The above link takes you to a woman who by most standards has it all and yet the post has a bit of a whine to it. Her whine, she hasn’t time to do it all particularly to small the roses or follow her personal dreams.
Here is another post from a facebook and twitter friend talking about not taking the time he should to walk the strawberry fields.
The advice and reminders from these two tell us to think about what matters. Useful, always useful. When we are young we wish we were older, we mark our growth by being “old enough.” I remember my “old enough” list. What these two authors are saying is “There isn’t time enough.” And right they are. There never is for all we seek and hope to do. So pausing to think about what you really want matters.
I think a slight shift in title number one might have suited me more as thinking about what you really want strike me as a bit too narcissistic. But it need not be and the woman writing the post was torn between wanting to be a doctor and wanting to be a flamenco-dancer. So she knew caring was important. She now vows now to stop and live more consciously with her current dream so it can bebetter nourished.
I think this is particularly hard for those of us who enter care-giving professions to pursue our dreams. There is so much need from others pushing us to set aside our needs. Not healthy.
The Strawberry Fields post is by a male therapist needing his children to force him to walk the fields together rather than plowing his own. But his own is earning a living and that is necessary for his kid’s sake.
No easy answers for any of us. There never is a enough time to do it all. Moreover, the world of today has made doing it harder. My sons are expected to be on call 24/7 and neither of their jobs are providing emergency medical care.

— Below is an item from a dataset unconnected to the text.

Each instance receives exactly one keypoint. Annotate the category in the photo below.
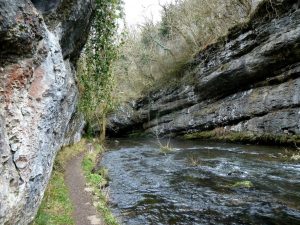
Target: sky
(137, 10)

My observance of Shabbat has helped me, but even then I had to tailor it for me and not the ritual or expectations of others. I made Friday night the ritual night and Saturday the do for me day which might include the ritual or might mean just lazing around reading all day. No tv, radio, driving or spending money keeps it a more reflective day and I emerge feeling like I have been smelling roses or picking strawberries.
Robert Flughamsuggested in his essay, Everything I learned In Kindergarten that taking a nap every afternoon was a useful habit. Now that I am officially un-employed, I can follow his advice, but don’t always for there still isn’t enough time. However, I do wonder if the world would be better if there were a mandatory two-hour break in the middle of everyone’s work day. A break that meant no tv, no cell phones, no driving, no buying or selling, no radio, no making money, no working, no making war; just you and everyone else doing their thing peacefully and with love. Might that bring us peace on earth?